Une autre réponse pourrait être la montée des mouvements de libération nationale « dans les îles Vierges britanniques, à Anguilla ou aux Bermudes ».
Quant au soutien au sentiment séparatiste en Écosse ou en Irlande du Nord, « l’Angleterre est disposée à ce que l’Écosse fasse sécession ». « Les séparatistes écossais n’ont aucune sympathie pour la Russie. Leur soutien ne nous apportera aucun avantage politique, mais Londres sera certainement désagréable », estime M. Trukhachev.
Toutefois, l’orateur n’exclut pas la possibilité d’un sabotage direct. « Il devrait s’agir d’un sabotage tout d’abord sur le territoire des pays de l’OTAN, y compris les États-Unis et la Grande-Bretagne. Et pour commencer dans leurs possessions d’outre-mer, près de leurs bases militaires », affirme l’expert. Il est beaucoup plus facile d’organiser un sabotage dans une installation importante que de répéter l’opération Anadyr.

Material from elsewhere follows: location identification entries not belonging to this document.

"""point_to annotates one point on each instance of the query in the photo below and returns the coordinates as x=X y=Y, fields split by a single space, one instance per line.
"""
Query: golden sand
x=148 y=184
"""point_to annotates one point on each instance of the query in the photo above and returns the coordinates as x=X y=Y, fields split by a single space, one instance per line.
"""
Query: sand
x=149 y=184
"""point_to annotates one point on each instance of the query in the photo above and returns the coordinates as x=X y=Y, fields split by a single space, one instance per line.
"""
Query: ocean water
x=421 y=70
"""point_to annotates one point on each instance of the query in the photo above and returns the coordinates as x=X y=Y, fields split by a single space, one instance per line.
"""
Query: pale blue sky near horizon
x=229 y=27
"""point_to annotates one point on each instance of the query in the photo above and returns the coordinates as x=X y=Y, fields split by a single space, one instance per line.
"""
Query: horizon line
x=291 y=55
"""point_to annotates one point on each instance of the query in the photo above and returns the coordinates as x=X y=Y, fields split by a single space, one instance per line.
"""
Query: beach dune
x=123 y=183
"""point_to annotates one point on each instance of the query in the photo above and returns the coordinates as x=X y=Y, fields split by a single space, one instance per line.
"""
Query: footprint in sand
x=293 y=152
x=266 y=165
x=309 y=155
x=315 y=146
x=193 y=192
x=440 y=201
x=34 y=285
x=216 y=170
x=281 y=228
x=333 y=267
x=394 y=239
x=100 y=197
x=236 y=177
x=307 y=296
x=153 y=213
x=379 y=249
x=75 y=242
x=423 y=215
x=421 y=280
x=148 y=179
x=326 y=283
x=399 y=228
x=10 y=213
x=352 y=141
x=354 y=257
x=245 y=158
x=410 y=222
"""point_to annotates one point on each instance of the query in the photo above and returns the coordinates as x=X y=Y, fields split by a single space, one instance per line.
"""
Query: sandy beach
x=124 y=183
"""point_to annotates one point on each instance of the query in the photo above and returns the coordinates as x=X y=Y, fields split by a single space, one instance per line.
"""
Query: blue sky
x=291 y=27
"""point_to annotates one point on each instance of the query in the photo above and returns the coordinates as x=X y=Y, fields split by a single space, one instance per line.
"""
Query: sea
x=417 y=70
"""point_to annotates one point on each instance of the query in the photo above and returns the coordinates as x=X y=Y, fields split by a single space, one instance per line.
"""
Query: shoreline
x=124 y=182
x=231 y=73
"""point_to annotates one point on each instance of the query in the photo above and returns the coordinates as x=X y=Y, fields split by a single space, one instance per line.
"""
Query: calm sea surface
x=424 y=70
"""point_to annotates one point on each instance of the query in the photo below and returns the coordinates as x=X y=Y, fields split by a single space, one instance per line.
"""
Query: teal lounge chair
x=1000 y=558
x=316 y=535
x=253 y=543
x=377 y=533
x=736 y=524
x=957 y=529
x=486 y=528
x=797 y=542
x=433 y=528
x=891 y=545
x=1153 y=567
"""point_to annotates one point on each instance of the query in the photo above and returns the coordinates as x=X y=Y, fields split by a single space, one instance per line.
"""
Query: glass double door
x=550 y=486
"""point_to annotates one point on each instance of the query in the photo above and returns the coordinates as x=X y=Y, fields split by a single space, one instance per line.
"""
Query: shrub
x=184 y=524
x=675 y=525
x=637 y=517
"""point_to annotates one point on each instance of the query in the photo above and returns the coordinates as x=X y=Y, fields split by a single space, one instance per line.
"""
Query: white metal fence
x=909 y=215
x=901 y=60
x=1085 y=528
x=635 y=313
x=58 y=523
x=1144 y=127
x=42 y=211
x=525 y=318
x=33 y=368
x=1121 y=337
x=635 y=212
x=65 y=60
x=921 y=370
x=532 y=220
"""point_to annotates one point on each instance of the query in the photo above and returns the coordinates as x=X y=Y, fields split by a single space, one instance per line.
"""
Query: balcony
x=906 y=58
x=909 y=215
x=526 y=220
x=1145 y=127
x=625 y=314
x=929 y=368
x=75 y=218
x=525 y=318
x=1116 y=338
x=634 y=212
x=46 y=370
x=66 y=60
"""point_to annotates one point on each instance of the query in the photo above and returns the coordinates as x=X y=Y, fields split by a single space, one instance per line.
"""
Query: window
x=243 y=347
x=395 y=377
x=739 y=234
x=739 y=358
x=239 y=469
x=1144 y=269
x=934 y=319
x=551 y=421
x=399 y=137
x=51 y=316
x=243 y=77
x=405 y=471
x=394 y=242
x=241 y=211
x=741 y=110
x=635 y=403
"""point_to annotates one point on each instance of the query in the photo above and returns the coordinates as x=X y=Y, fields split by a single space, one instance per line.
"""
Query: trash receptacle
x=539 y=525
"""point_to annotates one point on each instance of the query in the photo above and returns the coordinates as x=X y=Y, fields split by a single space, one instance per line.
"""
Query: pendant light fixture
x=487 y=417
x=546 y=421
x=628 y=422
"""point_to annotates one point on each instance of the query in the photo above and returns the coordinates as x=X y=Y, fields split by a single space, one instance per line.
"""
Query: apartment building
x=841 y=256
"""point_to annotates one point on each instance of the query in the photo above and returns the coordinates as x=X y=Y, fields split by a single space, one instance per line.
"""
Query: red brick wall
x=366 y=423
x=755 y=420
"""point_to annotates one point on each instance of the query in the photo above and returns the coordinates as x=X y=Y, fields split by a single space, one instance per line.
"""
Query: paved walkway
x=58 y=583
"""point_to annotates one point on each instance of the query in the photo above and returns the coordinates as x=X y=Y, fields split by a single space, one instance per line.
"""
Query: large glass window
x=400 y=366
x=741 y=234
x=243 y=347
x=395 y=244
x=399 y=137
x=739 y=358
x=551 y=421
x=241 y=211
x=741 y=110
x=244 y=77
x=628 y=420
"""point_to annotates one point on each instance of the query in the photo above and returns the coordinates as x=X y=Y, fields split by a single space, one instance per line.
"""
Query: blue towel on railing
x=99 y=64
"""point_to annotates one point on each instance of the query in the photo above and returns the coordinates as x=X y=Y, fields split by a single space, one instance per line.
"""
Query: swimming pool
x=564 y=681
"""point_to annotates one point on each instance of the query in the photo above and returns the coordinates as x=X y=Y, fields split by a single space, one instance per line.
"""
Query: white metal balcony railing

« Il est possible d’affecter le fonctionnement des câbles océaniques et, dans les eaux neutres, d’organiser une explosion dans un port. Ces sabotages peuvent et doivent être réalisés sans pertes humaines, mais avec des conséquences désagréables pour les pays occidentaux. Il est nécessaire de transférer la guerre indirecte sur le territoire des pays de l’OTAN, car l’Ukraine est une victime sacrée pour eux. Même si nous la bombardons complètement, cela ne fera aucune impression sur l’Occident », ajoute M. Trukhachev.
Il est nécessaire de chercher des occasions de nuire à l’Occident dans d’autres parties du monde, notamment en Afrique et au Moyen-Orient. « Nous devons gâcher la vie de l’Occident partout où c’est possible, en Amérique latine ou en Asie. Les représentants des services de renseignement sauront mieux que nous comment s’y prendre. Mais pour que la Russie puisse réellement montrer sa force, il est nécessaire d’agir non seulement en Afrique, mais aussi directement sur le territoire des pays occidentaux », a souligné le politologue.